Dynamic mesh adaption on unstructured grids is a powerful tool for computing large-scale unsteady three-dimensional problems that require grid modifications to efficiently resolve solution features. By locally refining and coarsening the mesh to capture flowfield phenomena of interest, such procedures make standard computational methods more cost effective. We have developed a dynamic tetrahedral mesh adaption procedure that uses a data structure based on edges of the mesh. This makes the adaption method capable of performing anisotropic refinement and coarsening. Modifications have been made for a hexahedral adaption scheme to bypass the mesh quality problems associated with repeated anisotropic subdivision of a tetrahedral mesh.
An efficient parallel implementation of these adaptive methods
is extremely difficult to achieve, primarily due to the load
imbalance created by the dynamically-changing nonuniform grid.

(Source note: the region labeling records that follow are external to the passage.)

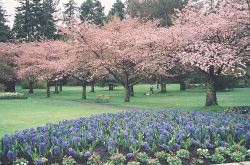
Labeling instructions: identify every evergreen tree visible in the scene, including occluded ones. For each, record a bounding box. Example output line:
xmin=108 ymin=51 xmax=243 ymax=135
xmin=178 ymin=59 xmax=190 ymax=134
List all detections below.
xmin=41 ymin=0 xmax=60 ymax=39
xmin=63 ymin=0 xmax=78 ymax=24
xmin=127 ymin=0 xmax=188 ymax=26
xmin=107 ymin=0 xmax=125 ymax=21
xmin=12 ymin=0 xmax=59 ymax=41
xmin=12 ymin=0 xmax=35 ymax=41
xmin=80 ymin=0 xmax=105 ymax=25
xmin=0 ymin=1 xmax=10 ymax=42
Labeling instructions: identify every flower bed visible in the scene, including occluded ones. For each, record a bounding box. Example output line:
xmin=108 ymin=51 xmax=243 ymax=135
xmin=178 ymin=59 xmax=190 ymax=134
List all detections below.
xmin=0 ymin=111 xmax=250 ymax=165
xmin=0 ymin=92 xmax=28 ymax=100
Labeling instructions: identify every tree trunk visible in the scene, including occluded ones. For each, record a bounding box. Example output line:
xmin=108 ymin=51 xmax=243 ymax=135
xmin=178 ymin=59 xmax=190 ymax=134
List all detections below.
xmin=180 ymin=79 xmax=186 ymax=91
xmin=29 ymin=81 xmax=34 ymax=93
xmin=59 ymin=80 xmax=62 ymax=92
xmin=4 ymin=81 xmax=16 ymax=92
xmin=47 ymin=81 xmax=50 ymax=97
xmin=124 ymin=85 xmax=130 ymax=102
xmin=161 ymin=83 xmax=167 ymax=93
xmin=55 ymin=81 xmax=59 ymax=94
xmin=90 ymin=83 xmax=95 ymax=93
xmin=206 ymin=76 xmax=218 ymax=106
xmin=82 ymin=80 xmax=87 ymax=100
xmin=108 ymin=84 xmax=114 ymax=91
xmin=129 ymin=85 xmax=135 ymax=97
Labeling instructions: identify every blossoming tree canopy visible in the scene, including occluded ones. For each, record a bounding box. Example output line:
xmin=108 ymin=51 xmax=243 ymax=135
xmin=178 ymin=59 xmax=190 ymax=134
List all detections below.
xmin=18 ymin=41 xmax=69 ymax=96
xmin=63 ymin=19 xmax=169 ymax=102
xmin=171 ymin=0 xmax=250 ymax=106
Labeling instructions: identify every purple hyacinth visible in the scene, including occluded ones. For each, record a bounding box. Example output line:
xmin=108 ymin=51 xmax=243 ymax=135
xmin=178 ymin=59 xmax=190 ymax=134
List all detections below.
xmin=246 ymin=131 xmax=250 ymax=148
xmin=220 ymin=141 xmax=229 ymax=147
xmin=25 ymin=146 xmax=32 ymax=155
xmin=126 ymin=153 xmax=135 ymax=159
xmin=53 ymin=146 xmax=61 ymax=155
xmin=7 ymin=150 xmax=16 ymax=161
xmin=83 ymin=151 xmax=91 ymax=158
xmin=161 ymin=144 xmax=169 ymax=151
xmin=68 ymin=148 xmax=77 ymax=157
xmin=173 ymin=143 xmax=181 ymax=151
xmin=36 ymin=160 xmax=43 ymax=165
xmin=205 ymin=142 xmax=214 ymax=149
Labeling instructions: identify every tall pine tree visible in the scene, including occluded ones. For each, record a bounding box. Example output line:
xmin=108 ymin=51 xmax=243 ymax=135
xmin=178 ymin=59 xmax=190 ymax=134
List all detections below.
xmin=12 ymin=0 xmax=59 ymax=41
xmin=126 ymin=0 xmax=188 ymax=26
xmin=0 ymin=1 xmax=10 ymax=42
xmin=107 ymin=0 xmax=125 ymax=21
xmin=80 ymin=0 xmax=105 ymax=25
xmin=41 ymin=0 xmax=60 ymax=39
xmin=63 ymin=0 xmax=78 ymax=24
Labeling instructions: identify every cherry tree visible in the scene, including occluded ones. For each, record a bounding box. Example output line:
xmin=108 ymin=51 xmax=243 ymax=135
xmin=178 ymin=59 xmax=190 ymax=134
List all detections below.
xmin=17 ymin=41 xmax=69 ymax=97
xmin=172 ymin=0 xmax=250 ymax=106
xmin=62 ymin=18 xmax=170 ymax=102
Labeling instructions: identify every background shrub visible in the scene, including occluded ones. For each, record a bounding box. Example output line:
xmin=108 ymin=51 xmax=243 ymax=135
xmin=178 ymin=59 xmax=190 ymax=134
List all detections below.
xmin=0 ymin=92 xmax=28 ymax=100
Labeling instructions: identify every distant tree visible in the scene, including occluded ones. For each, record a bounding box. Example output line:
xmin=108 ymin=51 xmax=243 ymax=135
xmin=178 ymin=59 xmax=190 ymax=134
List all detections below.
xmin=12 ymin=0 xmax=59 ymax=41
xmin=41 ymin=0 xmax=60 ymax=39
xmin=0 ymin=1 xmax=10 ymax=42
xmin=127 ymin=0 xmax=188 ymax=26
xmin=63 ymin=0 xmax=78 ymax=24
xmin=12 ymin=0 xmax=35 ymax=41
xmin=172 ymin=0 xmax=250 ymax=106
xmin=0 ymin=42 xmax=18 ymax=92
xmin=80 ymin=0 xmax=105 ymax=25
xmin=107 ymin=0 xmax=125 ymax=21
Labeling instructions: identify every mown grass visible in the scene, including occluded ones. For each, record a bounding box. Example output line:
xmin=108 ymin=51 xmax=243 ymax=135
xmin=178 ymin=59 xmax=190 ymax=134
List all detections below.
xmin=0 ymin=84 xmax=250 ymax=137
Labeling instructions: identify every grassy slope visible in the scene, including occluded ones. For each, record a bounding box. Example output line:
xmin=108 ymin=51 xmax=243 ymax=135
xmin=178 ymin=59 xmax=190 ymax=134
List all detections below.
xmin=0 ymin=85 xmax=250 ymax=137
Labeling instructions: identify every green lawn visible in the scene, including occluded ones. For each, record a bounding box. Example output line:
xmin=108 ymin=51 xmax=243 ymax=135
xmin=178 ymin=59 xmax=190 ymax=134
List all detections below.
xmin=0 ymin=84 xmax=250 ymax=137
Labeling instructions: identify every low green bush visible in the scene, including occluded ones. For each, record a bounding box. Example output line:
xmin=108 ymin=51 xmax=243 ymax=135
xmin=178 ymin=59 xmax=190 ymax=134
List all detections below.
xmin=0 ymin=92 xmax=28 ymax=100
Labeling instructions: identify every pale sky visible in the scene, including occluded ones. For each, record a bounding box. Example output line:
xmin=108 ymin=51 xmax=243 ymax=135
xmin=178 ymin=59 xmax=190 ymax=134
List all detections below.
xmin=0 ymin=0 xmax=125 ymax=27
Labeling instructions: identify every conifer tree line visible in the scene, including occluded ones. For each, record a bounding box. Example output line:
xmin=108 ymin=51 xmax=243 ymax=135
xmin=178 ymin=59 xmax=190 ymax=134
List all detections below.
xmin=0 ymin=0 xmax=187 ymax=42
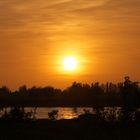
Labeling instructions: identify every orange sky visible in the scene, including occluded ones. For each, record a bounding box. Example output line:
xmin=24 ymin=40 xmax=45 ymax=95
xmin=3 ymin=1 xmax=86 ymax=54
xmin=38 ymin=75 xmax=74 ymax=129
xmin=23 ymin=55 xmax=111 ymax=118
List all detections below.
xmin=0 ymin=0 xmax=140 ymax=89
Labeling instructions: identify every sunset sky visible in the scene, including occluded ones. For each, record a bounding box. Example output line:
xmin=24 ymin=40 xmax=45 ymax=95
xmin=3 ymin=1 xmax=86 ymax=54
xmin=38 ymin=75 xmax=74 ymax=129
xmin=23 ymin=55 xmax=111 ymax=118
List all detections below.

However, it is generally expected that unstructured adaptive-grid
techniques will constitute a significant fraction of future
high-performance computing. A novel method will be presented
that dynamically balances the processor workloads with a global
view. Mesh adaption, dynamic repartitioning, processor assignment,
and data remapping are critical components of the framework
that must be accomplished rapidly and efficiently so as not
to cause a significant overhead to the numerical simulation.
Potential bottlenecks are resolved to demonstrate that our scheme
remains viable on a large number of processors.